Posted to user@spark.apache.org by Aliaksei Litouka <al...@gmail.com> on 2014/06/10 23:38:10 UTC

How to specify executor memory in EC2 ?

I am testing my application in EC2 cluster of m3.medium machines. By
default, only 512 MB of memory on each machine is used. I want to increase
this amount and I'm trying to do it by passing --executor-memory 2G option
to the spark-submit script, but it doesn't seem to work - each machine uses
only 512 MB instead of 2 gigabytes. What am I doing wrong? How do I
increase the amount of memory?

Re: How to specify executor memory in EC2 ?

Posted by Aliaksei Litouka <al...@gmail.com>.

Aaron,
spark.executor.memory is set to 2454m in my spark-defaults.conf, which is a
reasonable value for EC2 instances which I use (they are m3.medium
machines). However, it doesn't help and each executor uses only 512 MB of
memory.
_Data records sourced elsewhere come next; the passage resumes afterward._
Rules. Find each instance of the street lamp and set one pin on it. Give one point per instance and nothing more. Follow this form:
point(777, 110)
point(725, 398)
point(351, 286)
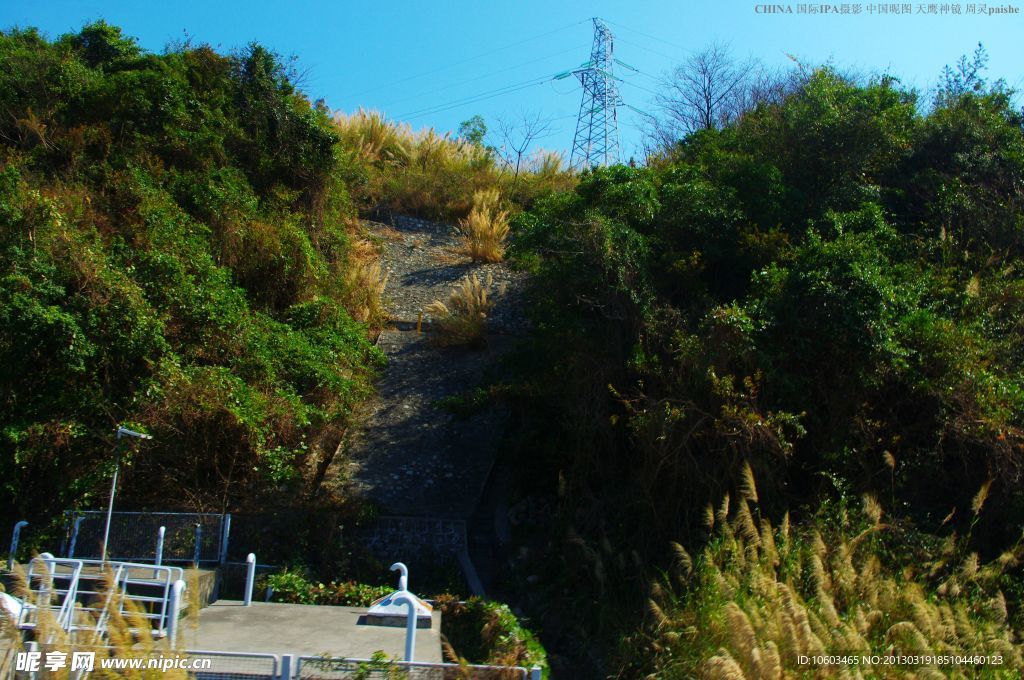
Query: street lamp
point(122, 432)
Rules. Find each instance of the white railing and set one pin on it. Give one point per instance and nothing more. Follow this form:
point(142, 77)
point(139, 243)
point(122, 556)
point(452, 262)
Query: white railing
point(81, 594)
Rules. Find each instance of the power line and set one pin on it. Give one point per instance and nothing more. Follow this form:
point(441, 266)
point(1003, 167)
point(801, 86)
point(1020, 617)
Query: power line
point(508, 89)
point(652, 51)
point(467, 59)
point(647, 35)
point(640, 87)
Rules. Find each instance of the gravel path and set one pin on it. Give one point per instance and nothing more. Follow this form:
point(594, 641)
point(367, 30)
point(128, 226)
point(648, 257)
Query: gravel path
point(413, 458)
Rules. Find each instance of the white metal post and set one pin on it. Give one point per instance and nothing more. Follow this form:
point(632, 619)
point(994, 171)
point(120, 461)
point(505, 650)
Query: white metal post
point(13, 543)
point(250, 578)
point(110, 505)
point(403, 579)
point(74, 535)
point(160, 546)
point(199, 543)
point(122, 432)
point(225, 529)
point(407, 599)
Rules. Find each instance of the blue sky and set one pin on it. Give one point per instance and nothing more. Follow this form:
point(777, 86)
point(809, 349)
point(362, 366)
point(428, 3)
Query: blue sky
point(426, 61)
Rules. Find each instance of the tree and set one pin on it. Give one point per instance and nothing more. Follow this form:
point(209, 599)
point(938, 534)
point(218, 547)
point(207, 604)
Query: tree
point(473, 130)
point(518, 135)
point(708, 90)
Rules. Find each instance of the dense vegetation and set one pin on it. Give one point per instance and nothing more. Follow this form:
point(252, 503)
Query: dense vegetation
point(822, 294)
point(176, 253)
point(827, 293)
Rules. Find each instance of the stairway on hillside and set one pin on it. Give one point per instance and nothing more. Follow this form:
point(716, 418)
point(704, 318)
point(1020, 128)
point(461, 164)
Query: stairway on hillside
point(414, 460)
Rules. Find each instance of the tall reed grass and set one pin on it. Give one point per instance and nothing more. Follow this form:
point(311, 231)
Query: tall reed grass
point(462, 321)
point(434, 175)
point(485, 229)
point(761, 596)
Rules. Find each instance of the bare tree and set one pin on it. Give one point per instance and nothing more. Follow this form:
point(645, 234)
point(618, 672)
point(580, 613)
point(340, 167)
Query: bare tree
point(517, 135)
point(706, 90)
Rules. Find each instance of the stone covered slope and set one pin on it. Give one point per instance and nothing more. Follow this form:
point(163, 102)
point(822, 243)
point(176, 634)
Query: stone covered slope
point(414, 459)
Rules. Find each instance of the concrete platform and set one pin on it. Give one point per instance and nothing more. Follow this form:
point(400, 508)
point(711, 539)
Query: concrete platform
point(303, 630)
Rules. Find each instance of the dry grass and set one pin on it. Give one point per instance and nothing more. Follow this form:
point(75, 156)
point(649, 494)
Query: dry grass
point(122, 639)
point(763, 596)
point(462, 321)
point(366, 282)
point(485, 229)
point(436, 175)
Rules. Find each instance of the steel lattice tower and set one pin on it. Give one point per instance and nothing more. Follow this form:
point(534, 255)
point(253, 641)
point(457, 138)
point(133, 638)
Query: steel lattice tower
point(596, 140)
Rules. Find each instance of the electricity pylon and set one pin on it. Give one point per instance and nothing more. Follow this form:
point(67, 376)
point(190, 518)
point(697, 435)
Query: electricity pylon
point(596, 140)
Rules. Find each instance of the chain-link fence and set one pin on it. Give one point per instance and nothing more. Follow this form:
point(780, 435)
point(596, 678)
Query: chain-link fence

To figure out why, I examined spark-submit and spark-class scripts
and found that java options and java memory size are computed in the
spark-class script (see OUR_JAVA_OPTS and OUR_JAVA_MEM variables in that
script). Then these values are used to compose the following string:

JAVA_OPTS="$JAVA_OPTS -Xms$OUR_JAVA_MEM -Xmx$OUR_JAVA_MEM"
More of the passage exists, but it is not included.